Que Gilberto Gil nos inspire com sua bondade radical

Ainda estou em estado de graça. Assisti, no último final de semana, de uma enfiada só, aos cinco episódios da recém-lançada série “Na casa com os Gil”, na Amazon Prime Video. Para quem ainda não viu, recomendo: veja, é uma belezura sem igual.

Para quem não sabe do que se trata, explico: ano passado, durante o auge da pandemia, nos preparativos para a atual turnê europeia, Gilberto Gil isolou-se com toda família — filhos, filhas, netos, netas, bisnetos, bisnetas — em uma casa de serra, em Araras, interior fluminense. Juntos, aproveitaram a ocasião para comemorar os 79 anos do patriarca e definir, em “assembleia”, o repertório dos shows.

Cada integrante do clã tinha o direito de indicar uma música, justificando a respectiva escolha, cabendo o devido parecer final ao próprio Gil. O diretor de cinema e tevê Andrucha Waddington, da Conspiração Filmes, acompanhou o dia a dia do confinamento da família — e filmou tudo. O resultado é uma declaração de amor à arte, à música, à leveza, à fraternidade, à alegria, enfim, a tudo o que existe de mais belo, precioso e terno no mundo.

É, digamos, uma espécie de reality show. A diferença é que os costumeiros barracos de tal gênero televisivo são substituídos por declarações explícitas de afeto mútuo, a maioria de fazer o telespectador, a um só tempo, sorrir e chorar de emoção.

Os encontros da assembleia de família são intercalados com cenas e flagrantes do cotidiano: os preparativos das refeições na cozinha, os almoços e jantares em torno da grande mesa, as conversas no jardim entre pai e filhos, avô e netos, irmãos e irmãs, tios/tias e sobrinhos/sobrinhas.

Discutem de futebol a racismo. Acima de tudo, fazem o elogio da diversidade — característica encarnada na própria composição familiar. “Sou um adepto da bondade radical”, diz Gil a certa altura para as filhas Preta e Maria, ao comentar que a vida é feita de escolhas — e que cada indivíduo se torna a soma das atitudes para consigo mesmo e para com os outros.
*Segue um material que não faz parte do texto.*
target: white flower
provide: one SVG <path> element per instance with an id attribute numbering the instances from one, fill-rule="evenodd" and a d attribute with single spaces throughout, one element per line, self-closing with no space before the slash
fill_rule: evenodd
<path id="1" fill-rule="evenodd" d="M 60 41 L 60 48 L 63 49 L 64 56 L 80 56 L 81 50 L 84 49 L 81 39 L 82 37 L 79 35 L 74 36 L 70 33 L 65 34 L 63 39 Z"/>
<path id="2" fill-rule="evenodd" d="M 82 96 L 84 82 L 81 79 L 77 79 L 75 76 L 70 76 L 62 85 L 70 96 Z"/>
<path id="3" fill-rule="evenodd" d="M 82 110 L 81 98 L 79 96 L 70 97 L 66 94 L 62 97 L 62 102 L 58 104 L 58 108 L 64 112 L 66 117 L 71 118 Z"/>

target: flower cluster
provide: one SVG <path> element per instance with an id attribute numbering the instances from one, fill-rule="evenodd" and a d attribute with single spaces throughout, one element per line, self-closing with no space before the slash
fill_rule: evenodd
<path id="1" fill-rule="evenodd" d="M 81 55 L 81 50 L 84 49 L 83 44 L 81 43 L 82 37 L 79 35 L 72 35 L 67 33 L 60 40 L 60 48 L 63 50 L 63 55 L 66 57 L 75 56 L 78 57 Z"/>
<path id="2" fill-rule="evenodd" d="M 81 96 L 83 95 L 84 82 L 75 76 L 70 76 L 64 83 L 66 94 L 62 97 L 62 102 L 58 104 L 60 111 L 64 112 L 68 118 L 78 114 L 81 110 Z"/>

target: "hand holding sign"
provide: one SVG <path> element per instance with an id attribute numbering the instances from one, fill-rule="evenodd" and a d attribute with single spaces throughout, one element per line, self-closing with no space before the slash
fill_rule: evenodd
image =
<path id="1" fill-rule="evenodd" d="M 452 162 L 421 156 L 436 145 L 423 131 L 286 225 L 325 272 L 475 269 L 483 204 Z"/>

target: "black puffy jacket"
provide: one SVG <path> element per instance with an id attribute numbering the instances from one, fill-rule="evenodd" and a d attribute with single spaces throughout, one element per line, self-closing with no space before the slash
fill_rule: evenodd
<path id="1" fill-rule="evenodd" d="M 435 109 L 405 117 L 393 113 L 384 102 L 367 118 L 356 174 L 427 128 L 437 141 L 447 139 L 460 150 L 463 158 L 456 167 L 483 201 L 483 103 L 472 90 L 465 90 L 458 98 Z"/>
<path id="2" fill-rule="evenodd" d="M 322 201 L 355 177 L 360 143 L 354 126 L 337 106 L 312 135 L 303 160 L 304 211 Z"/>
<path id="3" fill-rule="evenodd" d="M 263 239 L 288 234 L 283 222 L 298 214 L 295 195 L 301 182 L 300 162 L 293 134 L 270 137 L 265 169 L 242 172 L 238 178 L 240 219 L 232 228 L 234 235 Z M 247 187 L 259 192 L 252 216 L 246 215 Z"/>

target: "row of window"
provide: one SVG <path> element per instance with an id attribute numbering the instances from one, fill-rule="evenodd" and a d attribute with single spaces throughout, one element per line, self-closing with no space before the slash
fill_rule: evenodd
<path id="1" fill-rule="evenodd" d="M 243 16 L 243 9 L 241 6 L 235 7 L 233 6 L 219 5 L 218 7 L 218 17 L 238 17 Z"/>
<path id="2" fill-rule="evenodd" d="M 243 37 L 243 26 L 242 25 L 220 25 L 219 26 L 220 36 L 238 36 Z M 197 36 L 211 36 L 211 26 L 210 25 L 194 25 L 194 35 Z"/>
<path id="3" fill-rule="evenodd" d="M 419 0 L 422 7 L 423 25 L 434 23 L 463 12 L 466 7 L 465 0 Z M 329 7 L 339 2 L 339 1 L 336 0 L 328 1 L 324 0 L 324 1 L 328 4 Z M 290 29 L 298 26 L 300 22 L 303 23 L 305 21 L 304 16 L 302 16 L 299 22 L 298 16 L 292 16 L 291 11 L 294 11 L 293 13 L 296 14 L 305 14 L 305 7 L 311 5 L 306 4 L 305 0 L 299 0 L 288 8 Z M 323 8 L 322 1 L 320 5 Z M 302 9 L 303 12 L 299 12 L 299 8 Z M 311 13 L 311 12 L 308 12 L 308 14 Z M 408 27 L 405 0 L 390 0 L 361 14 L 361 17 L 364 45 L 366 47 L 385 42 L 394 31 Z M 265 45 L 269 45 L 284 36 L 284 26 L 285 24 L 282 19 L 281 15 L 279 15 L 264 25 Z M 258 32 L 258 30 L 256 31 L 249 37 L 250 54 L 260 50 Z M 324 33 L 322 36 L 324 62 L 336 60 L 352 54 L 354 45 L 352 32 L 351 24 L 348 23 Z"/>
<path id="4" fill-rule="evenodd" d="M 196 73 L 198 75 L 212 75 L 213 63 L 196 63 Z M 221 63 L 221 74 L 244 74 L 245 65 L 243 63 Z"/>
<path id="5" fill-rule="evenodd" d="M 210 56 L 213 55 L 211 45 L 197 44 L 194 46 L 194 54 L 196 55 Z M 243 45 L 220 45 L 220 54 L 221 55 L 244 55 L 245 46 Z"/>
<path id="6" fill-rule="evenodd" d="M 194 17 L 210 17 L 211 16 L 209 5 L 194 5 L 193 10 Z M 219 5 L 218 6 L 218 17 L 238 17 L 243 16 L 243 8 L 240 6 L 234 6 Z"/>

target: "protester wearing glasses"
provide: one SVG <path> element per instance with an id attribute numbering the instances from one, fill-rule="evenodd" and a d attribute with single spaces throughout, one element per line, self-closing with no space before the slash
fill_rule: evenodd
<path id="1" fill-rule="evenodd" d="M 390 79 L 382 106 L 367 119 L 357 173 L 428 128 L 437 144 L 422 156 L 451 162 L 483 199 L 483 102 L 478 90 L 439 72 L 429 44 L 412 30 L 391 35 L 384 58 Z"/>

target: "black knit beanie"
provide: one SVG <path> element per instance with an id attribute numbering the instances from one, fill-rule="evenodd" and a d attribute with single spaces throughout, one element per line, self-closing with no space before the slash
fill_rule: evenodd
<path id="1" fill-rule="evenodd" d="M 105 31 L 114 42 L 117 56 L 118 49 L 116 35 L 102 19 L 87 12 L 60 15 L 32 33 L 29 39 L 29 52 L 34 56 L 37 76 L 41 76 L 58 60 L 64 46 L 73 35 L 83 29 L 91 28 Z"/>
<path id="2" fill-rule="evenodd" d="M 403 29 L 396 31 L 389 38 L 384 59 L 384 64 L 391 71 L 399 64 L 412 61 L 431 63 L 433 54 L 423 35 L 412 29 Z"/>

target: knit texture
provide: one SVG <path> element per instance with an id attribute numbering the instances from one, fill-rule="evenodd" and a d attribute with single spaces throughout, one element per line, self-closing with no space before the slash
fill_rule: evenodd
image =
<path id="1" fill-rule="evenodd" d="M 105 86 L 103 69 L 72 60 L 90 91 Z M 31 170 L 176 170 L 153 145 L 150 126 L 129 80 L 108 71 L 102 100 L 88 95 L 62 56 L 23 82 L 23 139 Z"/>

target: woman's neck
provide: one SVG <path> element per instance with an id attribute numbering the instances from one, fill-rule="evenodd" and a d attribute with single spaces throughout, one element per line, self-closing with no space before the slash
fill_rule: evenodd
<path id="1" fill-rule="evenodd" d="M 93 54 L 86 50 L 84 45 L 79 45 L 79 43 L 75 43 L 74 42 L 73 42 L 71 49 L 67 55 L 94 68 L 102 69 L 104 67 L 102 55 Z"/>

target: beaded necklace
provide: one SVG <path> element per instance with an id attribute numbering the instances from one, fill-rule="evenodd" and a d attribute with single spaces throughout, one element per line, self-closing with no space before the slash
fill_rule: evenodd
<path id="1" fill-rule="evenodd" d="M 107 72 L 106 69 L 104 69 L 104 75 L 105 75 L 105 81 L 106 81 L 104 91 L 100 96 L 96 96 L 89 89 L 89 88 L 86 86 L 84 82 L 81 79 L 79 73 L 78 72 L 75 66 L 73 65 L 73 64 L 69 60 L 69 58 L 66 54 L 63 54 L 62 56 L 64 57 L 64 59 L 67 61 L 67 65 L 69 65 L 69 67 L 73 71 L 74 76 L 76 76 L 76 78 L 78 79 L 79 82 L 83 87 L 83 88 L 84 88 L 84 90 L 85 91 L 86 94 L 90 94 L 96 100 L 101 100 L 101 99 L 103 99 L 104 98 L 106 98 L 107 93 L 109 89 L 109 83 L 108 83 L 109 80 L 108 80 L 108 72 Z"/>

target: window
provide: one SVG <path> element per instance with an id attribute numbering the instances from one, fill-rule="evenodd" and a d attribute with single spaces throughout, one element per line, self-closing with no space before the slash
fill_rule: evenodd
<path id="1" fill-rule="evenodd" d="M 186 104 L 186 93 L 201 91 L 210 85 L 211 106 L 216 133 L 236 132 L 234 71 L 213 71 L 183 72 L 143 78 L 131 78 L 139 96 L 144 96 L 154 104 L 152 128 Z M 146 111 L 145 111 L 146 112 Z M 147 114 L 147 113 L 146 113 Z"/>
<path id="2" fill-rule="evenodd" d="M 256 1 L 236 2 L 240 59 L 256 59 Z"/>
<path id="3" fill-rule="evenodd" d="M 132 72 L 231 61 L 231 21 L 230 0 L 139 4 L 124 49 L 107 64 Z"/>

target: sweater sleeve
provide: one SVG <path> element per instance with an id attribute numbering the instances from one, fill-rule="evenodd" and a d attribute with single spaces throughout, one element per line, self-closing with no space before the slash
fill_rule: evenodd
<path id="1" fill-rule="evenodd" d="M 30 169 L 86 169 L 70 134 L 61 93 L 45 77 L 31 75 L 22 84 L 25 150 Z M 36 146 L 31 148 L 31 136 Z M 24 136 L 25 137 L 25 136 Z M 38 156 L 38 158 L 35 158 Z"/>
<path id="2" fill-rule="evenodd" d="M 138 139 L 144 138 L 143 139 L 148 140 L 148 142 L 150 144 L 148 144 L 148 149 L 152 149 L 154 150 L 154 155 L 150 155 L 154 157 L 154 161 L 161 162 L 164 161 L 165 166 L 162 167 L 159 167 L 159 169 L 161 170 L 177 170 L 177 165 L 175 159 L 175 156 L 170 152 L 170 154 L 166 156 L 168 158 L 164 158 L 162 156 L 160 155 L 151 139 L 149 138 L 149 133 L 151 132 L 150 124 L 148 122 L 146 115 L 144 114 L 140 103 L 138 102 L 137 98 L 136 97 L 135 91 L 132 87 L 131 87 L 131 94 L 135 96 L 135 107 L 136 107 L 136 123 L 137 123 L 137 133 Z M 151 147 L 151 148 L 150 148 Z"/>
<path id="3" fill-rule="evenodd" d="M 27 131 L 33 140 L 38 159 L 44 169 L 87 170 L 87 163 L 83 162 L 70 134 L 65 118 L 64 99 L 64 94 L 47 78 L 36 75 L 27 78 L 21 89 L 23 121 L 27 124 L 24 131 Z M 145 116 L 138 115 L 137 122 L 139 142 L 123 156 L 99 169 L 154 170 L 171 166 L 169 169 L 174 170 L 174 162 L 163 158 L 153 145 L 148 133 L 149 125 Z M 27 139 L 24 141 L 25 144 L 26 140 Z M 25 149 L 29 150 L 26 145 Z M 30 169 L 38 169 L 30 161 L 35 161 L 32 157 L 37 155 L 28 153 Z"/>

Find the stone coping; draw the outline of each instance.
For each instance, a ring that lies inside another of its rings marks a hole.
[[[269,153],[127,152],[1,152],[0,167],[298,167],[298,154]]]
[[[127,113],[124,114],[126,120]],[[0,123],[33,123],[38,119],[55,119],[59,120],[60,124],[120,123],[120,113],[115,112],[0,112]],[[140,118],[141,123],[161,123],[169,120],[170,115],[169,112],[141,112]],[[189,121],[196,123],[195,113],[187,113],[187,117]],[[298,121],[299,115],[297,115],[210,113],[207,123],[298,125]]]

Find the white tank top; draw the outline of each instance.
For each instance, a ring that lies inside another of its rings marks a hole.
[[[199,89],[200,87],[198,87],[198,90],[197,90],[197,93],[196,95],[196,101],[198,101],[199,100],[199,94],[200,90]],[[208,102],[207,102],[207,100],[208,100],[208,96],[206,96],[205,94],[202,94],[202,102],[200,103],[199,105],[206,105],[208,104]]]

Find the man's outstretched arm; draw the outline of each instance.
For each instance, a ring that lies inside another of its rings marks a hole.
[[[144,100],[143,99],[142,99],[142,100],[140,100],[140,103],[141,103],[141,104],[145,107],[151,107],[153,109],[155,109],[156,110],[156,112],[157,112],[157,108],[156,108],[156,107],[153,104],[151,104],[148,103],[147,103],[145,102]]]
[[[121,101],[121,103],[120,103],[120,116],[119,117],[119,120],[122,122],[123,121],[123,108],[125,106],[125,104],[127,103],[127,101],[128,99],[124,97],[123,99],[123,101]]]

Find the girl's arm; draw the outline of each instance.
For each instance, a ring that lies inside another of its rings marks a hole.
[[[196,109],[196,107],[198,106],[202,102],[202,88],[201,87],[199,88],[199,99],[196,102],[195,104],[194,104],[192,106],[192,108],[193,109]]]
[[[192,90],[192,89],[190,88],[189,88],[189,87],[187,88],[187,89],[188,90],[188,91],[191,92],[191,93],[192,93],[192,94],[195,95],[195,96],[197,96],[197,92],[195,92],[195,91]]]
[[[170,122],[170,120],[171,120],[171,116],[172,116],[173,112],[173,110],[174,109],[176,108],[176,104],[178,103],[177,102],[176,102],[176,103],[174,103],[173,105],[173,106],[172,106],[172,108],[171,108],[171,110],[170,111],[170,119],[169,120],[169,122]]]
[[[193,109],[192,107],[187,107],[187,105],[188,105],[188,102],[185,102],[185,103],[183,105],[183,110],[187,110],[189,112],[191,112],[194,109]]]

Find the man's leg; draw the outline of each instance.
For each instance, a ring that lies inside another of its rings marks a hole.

É bonito constatar como todos os membros da família Gil — incluindo as crianças — sabem de cor e cantam, a uma só voz, as canções que cada um deles escolhe e propõe para ser incorporada ao repertório da turnê. Prova de admiração doméstica incontida, de reconhecimento íntimo pela obra luminosa deste artista universal formidável.

Não contive um soluço comovido quando Flor Gil, a neta de 13 anos, pede para que “Andar com fé” seja incluída na lista. “É uma música muito importante, principalmente nestes tempos de pandemia”, diz a menina, emocionada. O avô, abraçado ao violão, deitado em uma espreguiçadeira, de imediato dedilha as notas da melodia, enquanto toda a família cantarola a letra, entre risos e lágrimas, ao som de palmas cadenciadas.

Foi impactado assim por cenas tão afetuosas e delicadas que li um extraordinário artigo de Gil, publicado na Folha de S. Paulo, no domingo, dia em que ele completou 80 anos. “Brilho da ciência e da cultura vai nos tirar da escuridão”, dizia o título.

“Imaginar o futuro para o Brasil, e a partir do Brasil, é promover a urdidura entre as ciências mais avançadas e os saberes populares, entre a sensibilidade dos povos das florestas e a dos quilombos, entre os métodos dos cientistas sociais e a sabedoria das periferias, entre a ciência biomédica e o conhecimento que brota dos encontros no asfalto, na terra e na mata”, ele escreveu.

“O momento de hiperbólica oclusão política que vivemos é um capítulo da longa história de tensão entre as forças retrógradas que negam nosso potencial como nação e as forças criativas que teimam em continuar existindo”, definiu. “Precisamos superar essa tensão e pôr a cultura no coração de um projeto de país”.

Ao ler tais palavras, associei-as de imediato a outro momento tocante da série “Na casa com os Gil”: aquele que exibe um trecho da célebre reunião da Organização das Nações Unidas (ONU) de 2003, na qual o então ministro da cultura brasileiro, Gilberto Gil, fez diplomatas de todo o mundo dançarem ao som de “Toda menina baiana”, acompanhado pelo secretário-geral Koffi Annan ao atabaque.

É neste Brasil, representado pela arte, sensibilidade e genialidade de Gil, que insisto em acreditar. É para este país, generoso, alegre e criativo, que um dia pretendo voltar. O brilho da ciência e da cultura, sim, vai nos tirar da escuridão. Confio na predição de Gilberto Gil, confio no povo brasileiro, confio na delicadeza, na fraternidade, na bondade radical.

Tempo rei, ó, tempo rei, transformai as velhas formas do viver.

 

*Este texto reflete, exclusivamente, a opinião do autor.